Result of the year goes to

Oracle Separation of BQP and PH by Ran Raz and Avishay Tal

which we wrote about in June. This work solves one of the original open questions in quantum complexity using tools from both quantum and classical circuit complexity. How often do we see oracle results with popular articles in Quanta (ignore the hyperbolic title), The Hindu and CACM?
Runner up goes to the solution of the 2-to-2 Games Conjecture by Subhash Khot, Dor Minzer and Muli Safra early in 2018. Boaz Barak gave a nice two post overview.
In last year’s review we talked about the magical breakthroughs of machine learning. This year we seemed to have moved beyond the magic to where machine learning has become a thing. We see the immense value of data and continue to struggle with the ethical challenges of collecting and acting on data, dominance of the big tech companies, training all these students who want to gain expertise in the area and trying to understand why ML works as well as it does. 

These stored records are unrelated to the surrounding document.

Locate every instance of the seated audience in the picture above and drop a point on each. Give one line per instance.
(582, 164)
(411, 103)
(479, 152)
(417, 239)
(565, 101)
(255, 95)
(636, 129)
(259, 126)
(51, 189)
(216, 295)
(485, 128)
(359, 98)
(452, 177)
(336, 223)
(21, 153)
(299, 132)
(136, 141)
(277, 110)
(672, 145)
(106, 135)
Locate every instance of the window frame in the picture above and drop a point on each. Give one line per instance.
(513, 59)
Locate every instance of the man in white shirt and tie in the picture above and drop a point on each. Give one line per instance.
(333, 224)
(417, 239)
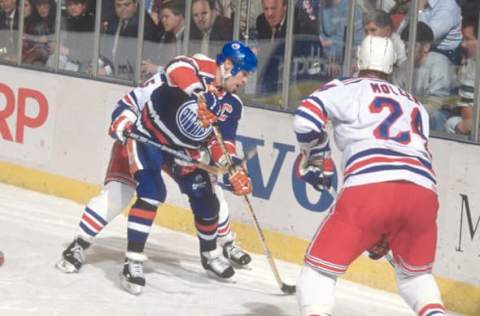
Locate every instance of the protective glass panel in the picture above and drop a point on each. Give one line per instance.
(308, 68)
(77, 36)
(9, 14)
(118, 39)
(437, 59)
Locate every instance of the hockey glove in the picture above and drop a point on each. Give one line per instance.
(318, 172)
(209, 109)
(380, 249)
(122, 125)
(240, 182)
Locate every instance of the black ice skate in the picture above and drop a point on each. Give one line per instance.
(237, 256)
(217, 266)
(73, 257)
(132, 277)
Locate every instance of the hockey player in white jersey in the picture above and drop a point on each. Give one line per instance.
(388, 193)
(119, 189)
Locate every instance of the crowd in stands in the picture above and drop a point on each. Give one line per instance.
(444, 52)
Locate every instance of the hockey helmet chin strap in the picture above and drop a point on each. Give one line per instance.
(224, 74)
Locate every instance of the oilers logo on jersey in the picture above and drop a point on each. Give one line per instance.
(188, 123)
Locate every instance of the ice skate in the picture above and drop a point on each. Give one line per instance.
(73, 257)
(217, 266)
(236, 255)
(132, 277)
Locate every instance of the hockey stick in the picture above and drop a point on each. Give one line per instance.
(285, 288)
(177, 154)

The big X-factor is China. Will competition with China spur science literacy and funding in the US like the cold war with the Soviets did? Or will isolation with China limit scientific collaboration like the cold war with the Soviets did? 

The big tech surprise was the rise of electric scooters. Georgia Tech has embraced them and it is a quick way to get around campus.

Some of the other questions I asked last year didn’t have interesting answers: What will the Internet look like post-net neutrality? (too early to tell) How will the new tax code play out? (too early to tell) Where will Amazon put HQ2? (New York and DC–only surprise was picking two cities) What can quantum computers with 50 qbits accomplish? (still a good question) Will bitcoin move to $300K or 30 cents? (it dropped but still has real value)

Thanks to our guest posters Vijay VaziraniSamir Khuller and Robert Kleinberg, and anonymous.

We end the year with craziness, the stock market is going through wild gyrations, we have a partial government shutdown including all of NSF and an uncertain political landscape with different parties leading the two houses of congress. We’re still in the midst of a technological revolution and governments around the world try to figure how to regulate it. I find it hard to predict 2019 but it will not be quiet.